Ehler Martin, Rajapakse Vinodh N, Zeeberg Barry R, Brooks Brian P, Brown Jacob, Czaja Wojciech, Bonner Robert F
National Institutes of Health, Eunice Kennedy Shriver National Institute of Child Health and Human Development, Section on Medical Biophysics, Bethesda MD 20892, USA.
BMC Proc. 2011 May 28;5 Suppl 2(Suppl 2):S3. doi: 10.1186/1753-6561-5-S2-S3.
The gene networks underlying closure of the optic fissure during vertebrate eye development are not well-understood. We use a novel clustering method based on nonlinear dimension reduction with data labeling to analyze microarray data from laser capture microdissected (LCM) cells at the site and developmental stages (days 10.5 to 12.5) of optic fissure closure.

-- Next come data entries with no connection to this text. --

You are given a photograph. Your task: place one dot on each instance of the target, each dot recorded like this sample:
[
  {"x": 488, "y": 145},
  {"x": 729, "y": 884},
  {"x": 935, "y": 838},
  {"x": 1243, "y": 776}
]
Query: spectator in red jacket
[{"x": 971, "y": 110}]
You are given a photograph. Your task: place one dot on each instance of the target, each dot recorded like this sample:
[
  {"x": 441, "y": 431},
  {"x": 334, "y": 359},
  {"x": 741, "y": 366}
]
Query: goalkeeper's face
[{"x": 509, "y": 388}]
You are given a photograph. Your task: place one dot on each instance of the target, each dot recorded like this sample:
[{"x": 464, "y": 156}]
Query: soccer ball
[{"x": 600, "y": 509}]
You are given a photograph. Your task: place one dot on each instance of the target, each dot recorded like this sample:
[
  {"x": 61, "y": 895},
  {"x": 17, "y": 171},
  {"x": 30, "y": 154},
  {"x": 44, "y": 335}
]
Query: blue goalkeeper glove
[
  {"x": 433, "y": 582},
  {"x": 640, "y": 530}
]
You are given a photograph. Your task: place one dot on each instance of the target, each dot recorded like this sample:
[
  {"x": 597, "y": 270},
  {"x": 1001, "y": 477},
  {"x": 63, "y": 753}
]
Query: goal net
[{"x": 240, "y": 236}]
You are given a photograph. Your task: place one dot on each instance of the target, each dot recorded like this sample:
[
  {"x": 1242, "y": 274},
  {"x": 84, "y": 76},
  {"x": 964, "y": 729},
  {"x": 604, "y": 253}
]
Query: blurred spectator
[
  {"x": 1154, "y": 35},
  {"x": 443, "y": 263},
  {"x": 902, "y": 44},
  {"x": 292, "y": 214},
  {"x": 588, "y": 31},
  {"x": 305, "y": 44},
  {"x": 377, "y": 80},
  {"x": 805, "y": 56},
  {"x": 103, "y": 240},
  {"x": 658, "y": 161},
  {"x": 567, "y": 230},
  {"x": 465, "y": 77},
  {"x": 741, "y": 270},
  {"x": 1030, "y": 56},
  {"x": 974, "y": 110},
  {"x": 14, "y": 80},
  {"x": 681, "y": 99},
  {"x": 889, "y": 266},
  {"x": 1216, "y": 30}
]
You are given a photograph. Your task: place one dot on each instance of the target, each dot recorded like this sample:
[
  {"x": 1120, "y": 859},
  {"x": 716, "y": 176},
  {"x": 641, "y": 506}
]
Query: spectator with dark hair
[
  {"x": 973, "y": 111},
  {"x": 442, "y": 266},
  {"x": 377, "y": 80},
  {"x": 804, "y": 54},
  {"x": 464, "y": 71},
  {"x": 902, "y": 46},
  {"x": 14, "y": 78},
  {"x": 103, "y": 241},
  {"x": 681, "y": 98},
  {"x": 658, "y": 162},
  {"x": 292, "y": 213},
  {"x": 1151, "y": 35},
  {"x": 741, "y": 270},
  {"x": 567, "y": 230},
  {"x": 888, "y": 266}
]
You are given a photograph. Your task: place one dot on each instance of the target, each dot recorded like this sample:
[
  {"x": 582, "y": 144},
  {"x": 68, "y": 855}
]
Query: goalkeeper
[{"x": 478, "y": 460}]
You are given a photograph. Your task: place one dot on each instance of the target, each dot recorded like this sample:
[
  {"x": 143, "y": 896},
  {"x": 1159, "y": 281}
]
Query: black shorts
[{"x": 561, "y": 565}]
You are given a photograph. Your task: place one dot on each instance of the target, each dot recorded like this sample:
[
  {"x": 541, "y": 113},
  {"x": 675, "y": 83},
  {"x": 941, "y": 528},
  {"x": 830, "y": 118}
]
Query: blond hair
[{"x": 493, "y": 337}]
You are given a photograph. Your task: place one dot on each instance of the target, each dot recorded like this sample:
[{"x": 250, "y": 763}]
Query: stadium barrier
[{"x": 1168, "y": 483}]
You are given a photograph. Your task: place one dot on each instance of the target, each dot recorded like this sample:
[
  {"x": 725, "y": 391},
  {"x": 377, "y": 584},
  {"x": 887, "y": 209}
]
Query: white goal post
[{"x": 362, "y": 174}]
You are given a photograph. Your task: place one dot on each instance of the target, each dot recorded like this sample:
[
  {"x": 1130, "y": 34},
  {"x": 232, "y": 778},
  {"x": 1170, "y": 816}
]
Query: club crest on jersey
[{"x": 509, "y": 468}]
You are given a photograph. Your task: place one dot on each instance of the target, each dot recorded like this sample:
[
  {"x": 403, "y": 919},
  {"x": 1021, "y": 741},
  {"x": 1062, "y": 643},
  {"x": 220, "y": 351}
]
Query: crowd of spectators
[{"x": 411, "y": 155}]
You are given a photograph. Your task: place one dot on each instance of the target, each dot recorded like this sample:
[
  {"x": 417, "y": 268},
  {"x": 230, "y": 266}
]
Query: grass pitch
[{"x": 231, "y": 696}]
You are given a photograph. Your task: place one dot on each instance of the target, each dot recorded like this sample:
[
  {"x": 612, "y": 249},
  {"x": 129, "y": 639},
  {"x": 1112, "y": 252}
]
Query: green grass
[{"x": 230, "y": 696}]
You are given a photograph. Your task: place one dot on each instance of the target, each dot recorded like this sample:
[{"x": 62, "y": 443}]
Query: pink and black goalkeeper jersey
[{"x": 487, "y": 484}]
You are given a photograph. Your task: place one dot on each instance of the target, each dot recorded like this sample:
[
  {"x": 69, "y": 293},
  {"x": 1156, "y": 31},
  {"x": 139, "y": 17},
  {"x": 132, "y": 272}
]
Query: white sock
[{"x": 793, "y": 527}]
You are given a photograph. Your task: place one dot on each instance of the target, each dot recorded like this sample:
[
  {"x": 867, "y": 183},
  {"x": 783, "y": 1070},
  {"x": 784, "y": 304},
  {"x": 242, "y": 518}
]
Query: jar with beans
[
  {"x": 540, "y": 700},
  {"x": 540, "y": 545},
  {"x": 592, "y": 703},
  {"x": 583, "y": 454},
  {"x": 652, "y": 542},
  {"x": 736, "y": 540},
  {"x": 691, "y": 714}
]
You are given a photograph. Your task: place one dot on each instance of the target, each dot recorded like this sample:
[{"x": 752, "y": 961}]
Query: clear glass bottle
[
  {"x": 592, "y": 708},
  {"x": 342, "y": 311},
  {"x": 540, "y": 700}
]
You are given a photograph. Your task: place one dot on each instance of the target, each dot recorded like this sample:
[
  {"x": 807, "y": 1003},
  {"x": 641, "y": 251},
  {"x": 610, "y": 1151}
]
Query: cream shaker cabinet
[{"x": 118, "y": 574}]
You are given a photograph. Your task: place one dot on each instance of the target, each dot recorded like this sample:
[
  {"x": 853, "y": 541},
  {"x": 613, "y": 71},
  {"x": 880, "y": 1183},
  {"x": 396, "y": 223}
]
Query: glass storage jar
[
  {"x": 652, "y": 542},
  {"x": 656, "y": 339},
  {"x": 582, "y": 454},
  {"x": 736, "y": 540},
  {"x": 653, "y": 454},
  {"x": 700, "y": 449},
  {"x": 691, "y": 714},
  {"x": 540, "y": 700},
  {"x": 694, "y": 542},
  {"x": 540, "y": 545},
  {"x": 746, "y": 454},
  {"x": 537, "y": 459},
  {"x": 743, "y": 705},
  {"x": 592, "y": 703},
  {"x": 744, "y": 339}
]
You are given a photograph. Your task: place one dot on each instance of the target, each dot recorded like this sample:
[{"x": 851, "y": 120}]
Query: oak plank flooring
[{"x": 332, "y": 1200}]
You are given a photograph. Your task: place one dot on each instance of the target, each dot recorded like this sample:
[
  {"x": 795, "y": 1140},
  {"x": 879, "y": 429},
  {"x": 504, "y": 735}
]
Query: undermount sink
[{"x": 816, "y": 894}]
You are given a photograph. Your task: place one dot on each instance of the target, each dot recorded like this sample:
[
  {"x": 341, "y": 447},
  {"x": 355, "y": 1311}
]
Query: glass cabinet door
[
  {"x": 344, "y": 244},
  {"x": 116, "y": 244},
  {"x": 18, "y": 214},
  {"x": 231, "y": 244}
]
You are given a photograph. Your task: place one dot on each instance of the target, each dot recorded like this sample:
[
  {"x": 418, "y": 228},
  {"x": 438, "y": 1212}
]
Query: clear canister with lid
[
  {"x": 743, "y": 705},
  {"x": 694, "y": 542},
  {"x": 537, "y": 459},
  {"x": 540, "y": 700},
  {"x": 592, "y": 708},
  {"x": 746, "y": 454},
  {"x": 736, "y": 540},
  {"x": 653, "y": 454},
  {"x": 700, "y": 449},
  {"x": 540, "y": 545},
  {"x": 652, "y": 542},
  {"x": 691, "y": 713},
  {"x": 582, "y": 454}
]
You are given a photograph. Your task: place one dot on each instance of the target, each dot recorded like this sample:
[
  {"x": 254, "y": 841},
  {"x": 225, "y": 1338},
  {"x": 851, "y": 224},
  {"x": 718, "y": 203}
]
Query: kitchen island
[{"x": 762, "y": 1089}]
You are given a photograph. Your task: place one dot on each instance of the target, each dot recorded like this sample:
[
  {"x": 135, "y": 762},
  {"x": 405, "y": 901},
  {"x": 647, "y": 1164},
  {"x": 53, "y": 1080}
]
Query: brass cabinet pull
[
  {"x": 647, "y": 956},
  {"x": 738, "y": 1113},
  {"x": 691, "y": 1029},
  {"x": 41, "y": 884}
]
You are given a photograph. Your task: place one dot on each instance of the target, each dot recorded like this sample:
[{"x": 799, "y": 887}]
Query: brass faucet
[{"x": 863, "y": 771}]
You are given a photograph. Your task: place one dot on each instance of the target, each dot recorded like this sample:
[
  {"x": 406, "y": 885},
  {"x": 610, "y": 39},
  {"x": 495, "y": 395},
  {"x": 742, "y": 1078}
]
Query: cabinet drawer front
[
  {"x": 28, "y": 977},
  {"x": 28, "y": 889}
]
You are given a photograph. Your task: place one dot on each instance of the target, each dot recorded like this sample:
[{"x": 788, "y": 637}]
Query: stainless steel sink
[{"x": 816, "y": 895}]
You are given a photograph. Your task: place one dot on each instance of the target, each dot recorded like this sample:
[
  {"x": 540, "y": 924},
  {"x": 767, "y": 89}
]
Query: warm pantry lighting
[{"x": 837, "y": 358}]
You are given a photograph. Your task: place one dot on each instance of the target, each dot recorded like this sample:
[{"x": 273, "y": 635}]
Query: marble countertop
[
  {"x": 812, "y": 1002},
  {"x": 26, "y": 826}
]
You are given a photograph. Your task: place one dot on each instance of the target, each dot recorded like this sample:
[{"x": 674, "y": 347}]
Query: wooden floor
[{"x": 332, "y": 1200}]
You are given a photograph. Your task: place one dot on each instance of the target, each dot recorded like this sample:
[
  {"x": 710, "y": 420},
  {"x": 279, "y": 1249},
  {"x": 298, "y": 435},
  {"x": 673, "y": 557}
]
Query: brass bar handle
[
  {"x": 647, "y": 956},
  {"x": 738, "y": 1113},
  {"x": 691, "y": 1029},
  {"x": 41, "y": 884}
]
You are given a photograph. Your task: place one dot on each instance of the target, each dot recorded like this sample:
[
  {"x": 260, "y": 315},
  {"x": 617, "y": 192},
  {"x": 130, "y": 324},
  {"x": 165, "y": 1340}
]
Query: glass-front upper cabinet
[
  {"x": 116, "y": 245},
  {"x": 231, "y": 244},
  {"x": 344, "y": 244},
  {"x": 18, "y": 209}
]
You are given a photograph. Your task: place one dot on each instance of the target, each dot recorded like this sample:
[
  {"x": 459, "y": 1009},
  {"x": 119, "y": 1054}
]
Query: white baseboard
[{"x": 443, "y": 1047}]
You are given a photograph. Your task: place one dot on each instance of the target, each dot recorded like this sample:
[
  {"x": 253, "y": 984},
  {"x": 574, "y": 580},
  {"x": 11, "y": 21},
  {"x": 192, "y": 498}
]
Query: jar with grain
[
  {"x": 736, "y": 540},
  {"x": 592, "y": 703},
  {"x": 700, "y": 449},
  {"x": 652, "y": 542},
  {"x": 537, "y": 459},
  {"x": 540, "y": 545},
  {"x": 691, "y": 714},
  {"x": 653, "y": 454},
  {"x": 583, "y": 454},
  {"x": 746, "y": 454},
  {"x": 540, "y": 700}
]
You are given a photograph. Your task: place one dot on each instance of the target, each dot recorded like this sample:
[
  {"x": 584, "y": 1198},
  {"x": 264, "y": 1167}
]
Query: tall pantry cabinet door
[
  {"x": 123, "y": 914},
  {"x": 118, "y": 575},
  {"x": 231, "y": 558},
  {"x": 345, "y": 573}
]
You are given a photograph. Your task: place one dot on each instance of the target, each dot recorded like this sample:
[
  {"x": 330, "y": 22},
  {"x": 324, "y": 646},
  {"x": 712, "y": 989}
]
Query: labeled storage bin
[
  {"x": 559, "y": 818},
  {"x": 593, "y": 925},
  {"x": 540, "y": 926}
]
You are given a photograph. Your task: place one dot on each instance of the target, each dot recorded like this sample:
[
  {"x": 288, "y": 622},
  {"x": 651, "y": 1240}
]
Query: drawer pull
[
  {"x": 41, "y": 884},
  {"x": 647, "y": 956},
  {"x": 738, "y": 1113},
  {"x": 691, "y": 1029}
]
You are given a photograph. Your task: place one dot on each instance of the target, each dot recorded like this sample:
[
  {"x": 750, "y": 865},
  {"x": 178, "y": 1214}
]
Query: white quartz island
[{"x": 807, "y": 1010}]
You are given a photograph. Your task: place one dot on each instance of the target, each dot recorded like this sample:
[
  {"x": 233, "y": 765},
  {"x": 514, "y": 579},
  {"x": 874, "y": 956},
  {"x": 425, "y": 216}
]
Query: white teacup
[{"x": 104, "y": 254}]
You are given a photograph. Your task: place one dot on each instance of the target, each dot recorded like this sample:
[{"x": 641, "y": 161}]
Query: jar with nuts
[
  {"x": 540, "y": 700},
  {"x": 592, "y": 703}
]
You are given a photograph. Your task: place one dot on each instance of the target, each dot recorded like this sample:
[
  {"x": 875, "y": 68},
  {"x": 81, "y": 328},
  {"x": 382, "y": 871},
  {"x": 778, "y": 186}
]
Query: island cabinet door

Our nonlinear methods created clusters of genes that mapped onto more specific biological processes and functions related to eye development as defined by Gene Ontology at lower false discovery rates than conventional linear cluster algorithms. Our new methods build on the advantages of LCM to isolate pure phenotypic populations within complex tissues in order to identify systems biology relationships among critical gene products expressed at lower copy number.
The combination of LCM of embryonic organs, gene expression microarrays, and nonlinear dimension reduction with labeling is a potentially useful approach to extract subtle spatial and temporal co-variations within the gene regulatory networks that specify mammalian organogenesis and organ function. Our results motivate further analysis of nonlinear dimension reduction with labeling within other microarray data sets from LCM dissected tissues or other cell specific samples to determine the more general utility of our method for uncovering more specific biological functional relationships.
脊椎动物眼睛发育过程中视神经裂闭合的基因网络尚未得到充分理解。我们使用一种基于非线性降维和数据标记的新型聚类方法,来分析来自视神经裂闭合部位及发育阶段(第10.5至12.5天)的激光捕获显微切割(LCM)细胞的微阵列数据。
我们的非线性方法创建了基因簇,这些基因簇映射到与眼睛发育相关的更具体的生物学过程和功能上,与传统线性聚类算法相比,其错误发现率更低,这是由基因本体论定义的。我们的新方法基于LCM的优势,在复杂组织中分离出纯表型群体,以便识别低拷贝数表达的关键基因产物之间的系统生物学关系。
胚胎器官的LCM、基因表达微阵列以及带标记的非线性降维相结合,是一种潜在有用的方法,可用于提取基因调控网络中细微的时空协变,这些基因调控网络决定了哺乳动物的器官发生和器官功能。我们的结果促使对来自LCM切割组织或其他细胞特异性样本的其他微阵列数据集中带标记的非线性降维进行进一步分析,以确定我们的方法在揭示更具体的生物学功能关系方面的更普遍效用。